中国製ノンフライヤーが個人情報を盗み出し、中国政府に送っている「スパイ」であるという突拍子もない主張が、オンライン上で話題となっている。ファクトチェック専門サイト「スノープス(Snopes)」は、11日(現地時間)にこのような内容がSNS上で拡散されていることを確認し、その真偽を調査した。
スノープスによれば、この中国製ノンフライヤーに関する「スパイ説」は、2022年11月に英国の消費者監視機関が発表した報告書に端を発している。この報告書では、シャオミやコソリ、アイゴスターなど、中国企業が供給するノンフライヤーのAndroidアプリが、ユーザーのオーディオ録音や位置情報の権限を要求していることを指摘している。さらに、これらの情報がユーザーに明示されることなく中国のサーバーに送信されていると報告された。
これをきっかけに、中国製ノンフライヤーを疑う投稿がSNS上で相次いだ。
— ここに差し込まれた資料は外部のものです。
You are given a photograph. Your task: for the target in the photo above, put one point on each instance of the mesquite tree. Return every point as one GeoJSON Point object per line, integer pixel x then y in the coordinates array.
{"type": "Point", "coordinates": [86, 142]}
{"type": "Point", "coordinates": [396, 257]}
技術ジャーナリストのキム・コマンドーは、2022年12月に共演者のアンドリュー・バビンスキーとこの話題について討論した映像をInstagramに投稿した。また、ウェブアーカイブサイト「アーカイブトゥデイ」には、ノンフライヤーの写真とともに「中国のスパイが建物内にいる」という投稿が掲載された。
しかし、スノープスはSNS上で広まっている噂とは異なり、中国製ノンフライヤーのアプリが収集した情報が「スパイ活動」の目的で使用されたという証拠は見つからなかったと結論付けた。また、「スパイ活動」という言葉が、一般的な「監視」の意味で用いられている可能性があるとも補足している。スノープスは、「中国製ノンフライヤーのデータ収集がユーザーに十分に説明されていない点は問題視されるべきだが、それをもって『スパイ活動』と断定するのは時期尚早」との見解を示している。